Networth News
Financial Planning
Succession planning number one issue for advisers. Succession planning is issue “numero uno” for advisers in non-bank channels, according to Paul Barrett, General Manager, Advice and Distribution, ANZ. Speaking at No More Practice Live recently, Barrett said that funding sources are key to solving the issue of succession planning. “At ANZ we have a funding source, which is the basic ingredient of helping to solve problems around succession planning. If you don’t have a solution to succession planning today you’re not necessarily in trouble, but if you don’t have a solution in place in a year or two you probably will be,” said Barrett, who added that there were three key considerations for any potential acquirer in buying practices.
Financial advisers trump counterparts in client relationship stakes. Financial advisers are better at building trust and establishing close professional relationships with clients than banks and credit card providers, according to recent research from the Financial Services Institute of Australasia (Finsia). “Those financial service providers able to develop professional relationships with customers over a period of time have a distinct advantage over others in positively influencing their perceptions of fairness,” said Monash University’s Steve Worthington, who helped conduct the research for Finsia. Interestingly, banks suffered significant decreases in perceptions of fairness as customer relationships lengthened, while credit card providers fared worse than financial advisers and banks in a number of respects.
Regulatory
AMP results highlight high FoFA costs. AMP’s 2012 half-year results are an indication of the significant cost of increases in financial services red tape, according to Shadow Minister for Financial Services and Superannuation Mathias Cormann. The cost of system changes alone for AMP to implement FOFA and a number of other regulatory changes is estimated at $60 million to $75 million, he said. AMP also revealed that it had a team of 50 people working to implement FOFA and other regulatory changes imposed by Labor over the past year. “Across the whole financial services industry conservative estimates are that FOFA will cost about $700 million to implement with $375 million in additional compliance costs every year,” said Senator Cormann.

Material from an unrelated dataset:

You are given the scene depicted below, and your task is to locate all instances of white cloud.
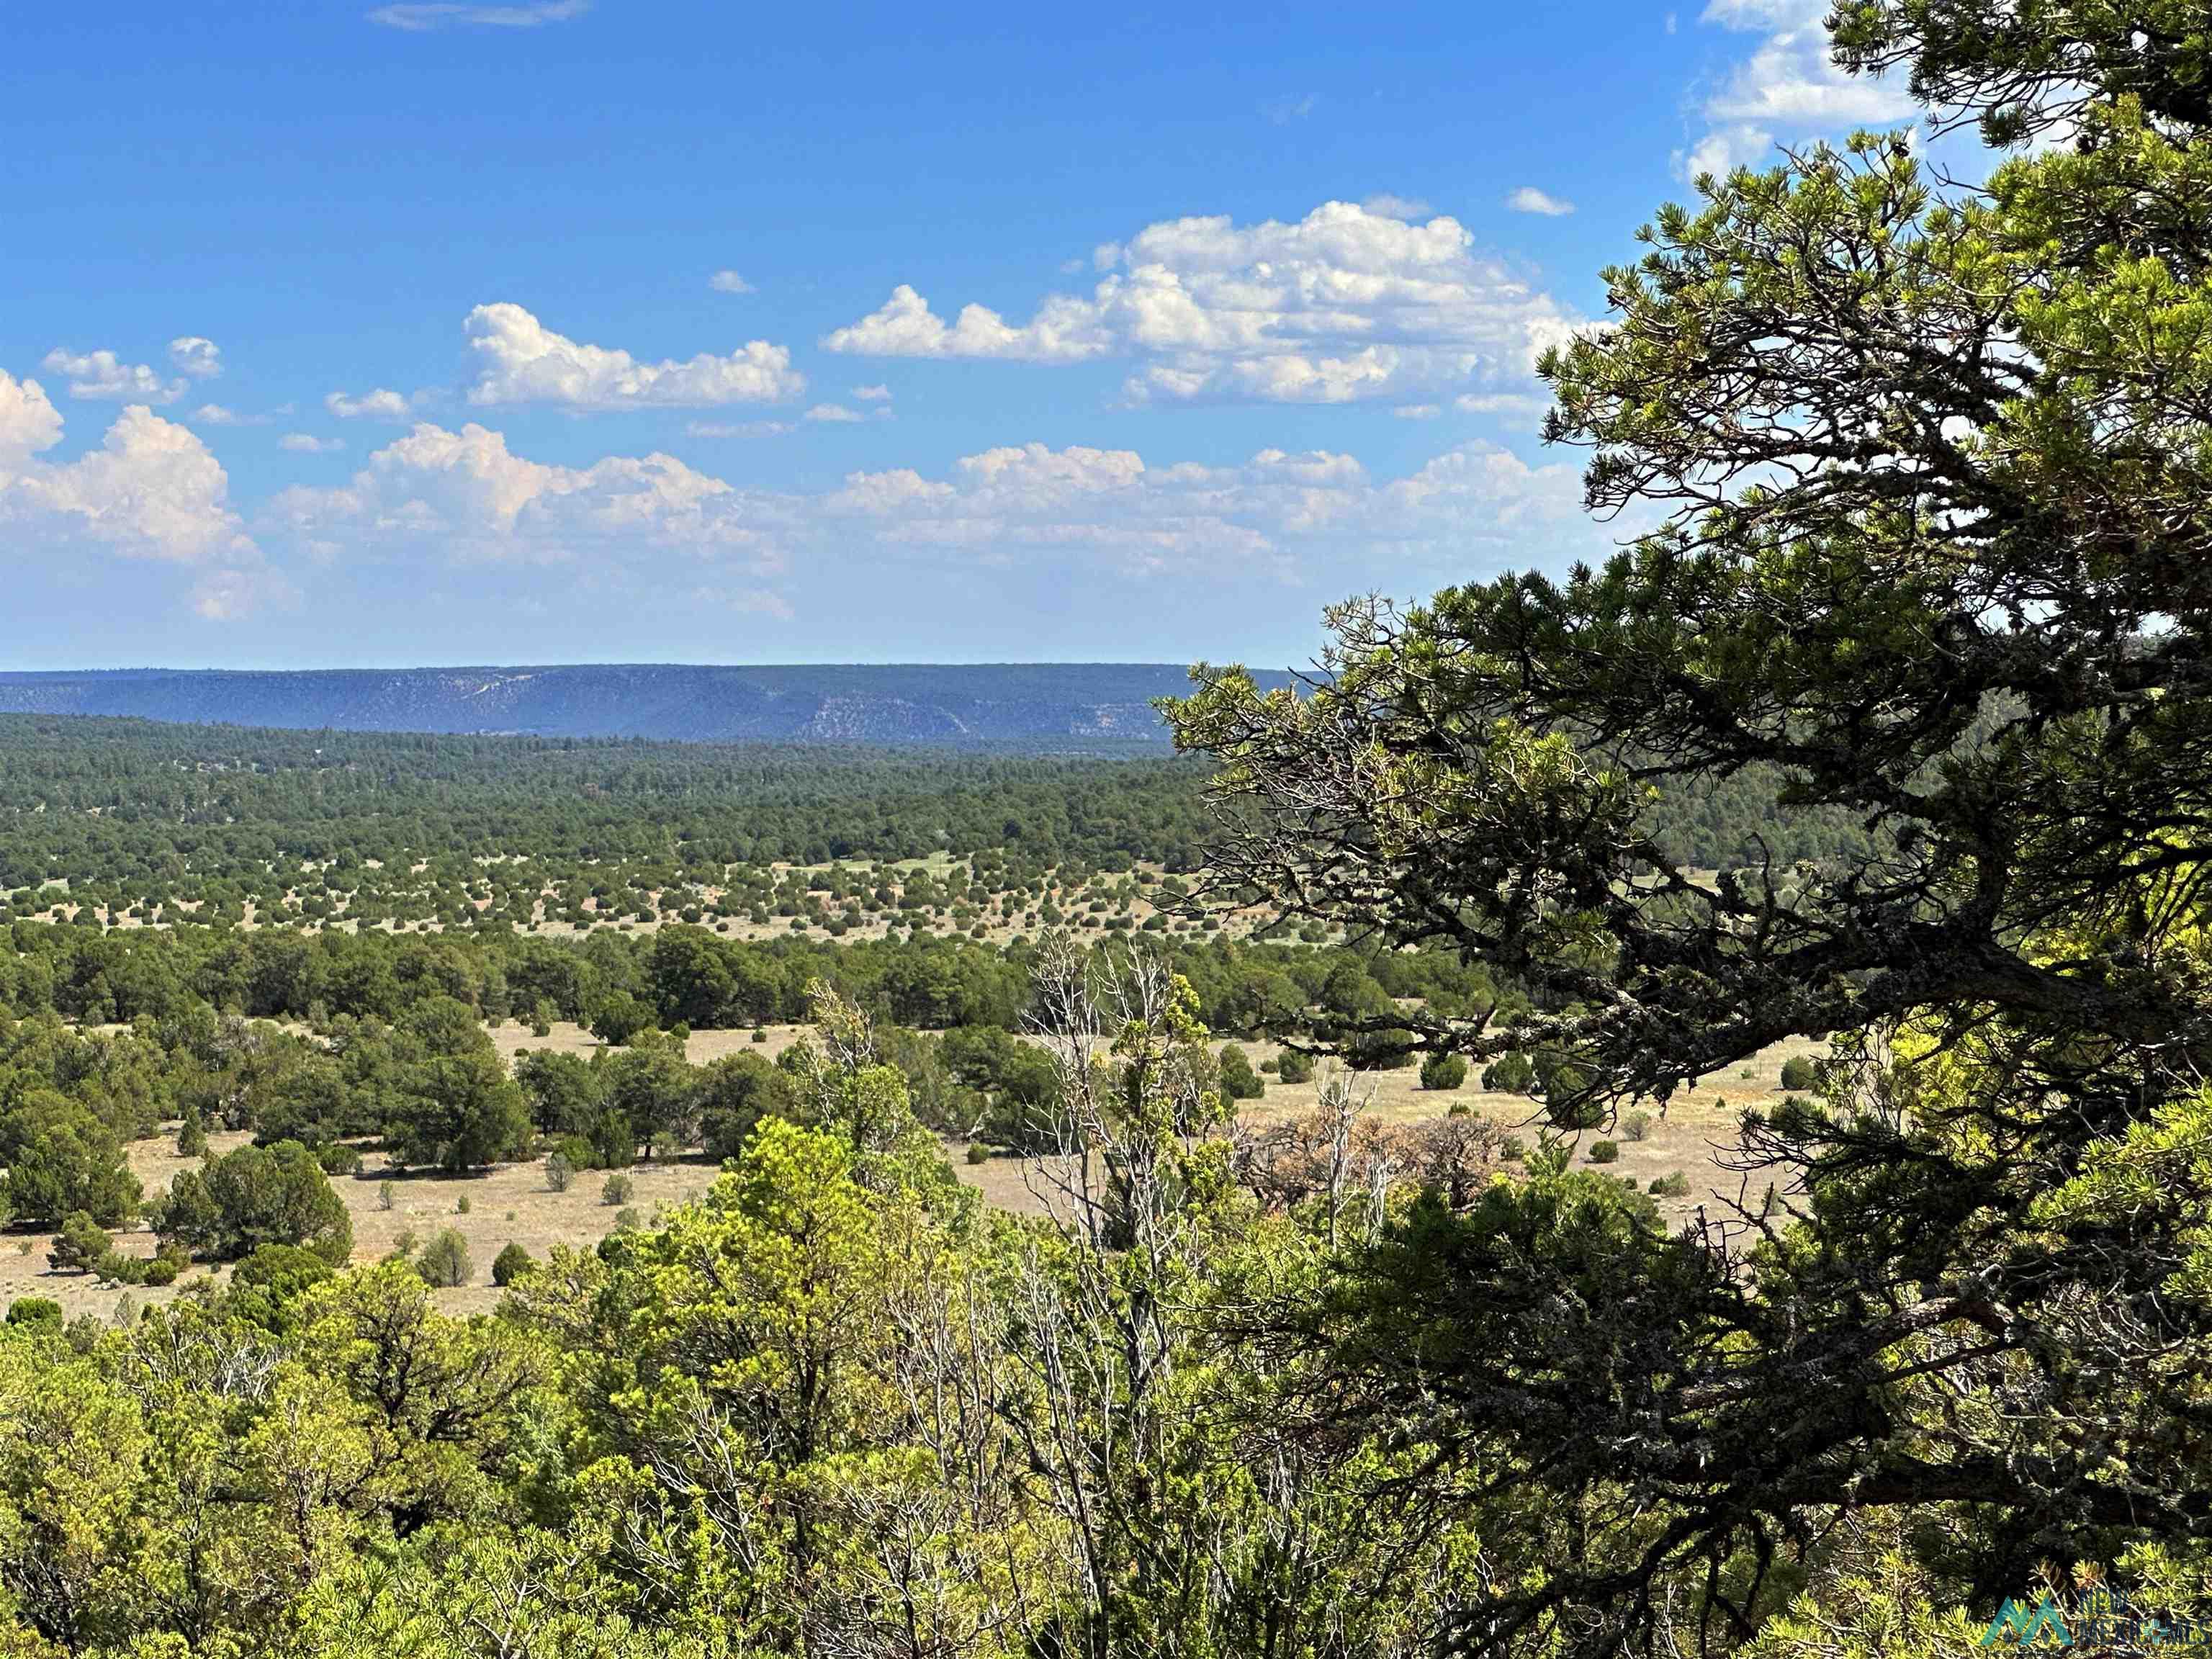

ASIC slaps ban on Lion Advantage. ASIC has cancelled the Australian financial services (AFS) licence of Lion Advantage and banned its chief executive David Hickie from providing financial services for two years. ASIC found that Lion Advantage had breached a number of the financial, reporting and other obligations, including having adequate professional indemnity (PI) insurance in place and lodging audited financial reports on time for Lion Advantage and the schemes it operated. “Licensees who fail to maintain adequate PI insurance expose retail clients to the risk that they go uncompensated in circumstances where a licensee has insufficient funds to meet client claims,” said ASIC commissioner Greg Tanzer.
Accounting
Caution for accountants engaged in financial planning. Accountants heavily engaged in financial planning risk contravening new standards being proposed by the Accounting Professional and Ethical Standards Board (APESB), which recently released the second exposure draft of its APES 230 Financial Planning Services standard. The proposed APES 230 will supersede the existing APS 12 Statement of Financial Advisory Service Standards (APS 12), and will apply to all members of Australia’s three major professional accounting bodies who provide financial planning advice as defined in the exposure draft. Accountants who are members of these bodies will be prohibited from receiving commissions from third parties and from setting their fees on the basis of conflicted remuneration methods such as a percentage of clients’ assets.
Call for not-for-profit sector reforms. Not-for-profit sector reforms should not proceed through parliament without amendments being sufficiently consulted upon, according to the Institute of Chartered Accountants Australia. The Economics Committee has presented a report to the House of Representatives based on the exposure draft of the Australian Charities and Not-for-Profits Commission (ACNC) bills, and recommended the bills be passed. While the broad scope of the reforms – including the establishing of a national regulator – is strongly supported, issues such as duplication of reporting, the reporting framework and governance requirements, have not been fully explored or understood by the sector, according to the Institute’s head of reporting, Kerry Hicks.
Investments
Investors turn to secured credit investments. Some institutional investors are allocating up to 50 per cent of their portfolio to secured credit due to the positive performance of this asset class, according to Threadneedle Investments. “For investors looking for robust capital preservation – while avoiding exposure to long duration risk - secured credit investments can provide significant upside,” said Threadneedle Investments’ Steven Fleming. “In the current economic climate, investors searching for income need to look further than traditional fixed income asset classes. Those seeking capital preservation may want to consider the new breed of secured credit investments – which can offer attractive risk adjusted return potential.”
Advisers need to address generational gap. Advisers need to tailor their advice to clients at a generational level, according to a report from Macquarie Bank and the SMSF Professionals’ Association of Australia Limited (SPAA). It found that investors across the generations recognise the value of advice when managing their SMSFs, but advisers should tailor their approach according to life stage to have the greatest impact, according to Macquarie Banking and financial services group analytics research manager, Gary Lembit. “Through better understanding their clients’ state of mind, advisers can adapt their advice models and learn to communicate in a way that better meets their needs, while articulating the value they can add,” he said.